Let us explore the 3 best investment options in India that can generate enough stable growth and steady income for NRIs to meet their long-term financial goals:
a) Litigation Finance: Litigation finance (also called litigation funding) is the practice where a third party unrelated to the lawsuit provides capital to a plaintiff involved in litigation in return for a portion of any financial recovery from the lawsuit. It unlocks the value of legal claims by providing capital to plaintiffs before their cases are resolved. Investors contribute amounts in an SPV (special purpose vehicle) that further invests in various types of underlying investments based on the pre-agreed thesis.
b) Interim Finance: Interim Finance is offered to companies under insolvency, where Resolution Professionals need funding solutions to meet exigencies and protect the assets of the company. It is a super senior, short-term, and asset-backed lending product that generates 20% IRRs with a monthly payout structure.
c) Bonds: These are debt instruments that pay off a borrower’s debt to a corporation or government. If a company wants to grow its business and operations, they require money. One way to do that is by raising debt or issuing bonds. Bonds are referred to as fixed-income security as they have regular fixed interest payments, and the principal is paid back at maturity. Today there are platforms which work with NBFCs to bring secured bonds that are listed on their platform.

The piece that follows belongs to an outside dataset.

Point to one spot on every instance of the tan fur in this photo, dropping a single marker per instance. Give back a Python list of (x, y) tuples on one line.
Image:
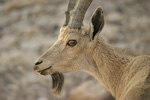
[(126, 76)]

For NRIs, it is critical to know what kind of accounts they should have to begin investing. Many don’t realize that using their savings account is illegal once they move out of the country. During such situations, it is crucial to convert savings bank account into an NRE or NRO account. An NRE account enables NRIs to seamlessly withdraw and deposit money in the currency of the country they have moved to and the Indian currency. On the other hand, an NRO account is only partially repatriable. This implies one can only partially withdraw money in a foreign country. It also only allows deposits of the Indian currency. Though NRIs can invest in the above-mentioned asset classes, however, at this time due to different compliance obligations from RBI, investments can only be done via a Non-Resident Ordinary (NRO) account.
As an investor, your investment options are entirely dependent on the quantity of capital you have, the amount you can invest, and your risk appetite. Because an investor’s cash may be restricted, they should consider all potential possibilities before committing to one. Meanwhile, an investor can seek advice from a professional investment advisor on which options are the best to invest in. Happy Investing!
(By Kundan Shahi, Founder & CEO, LegalPay)
Disclaimer: These are the personal views of the author. Readers are advised to consult their financial planner before making any investment.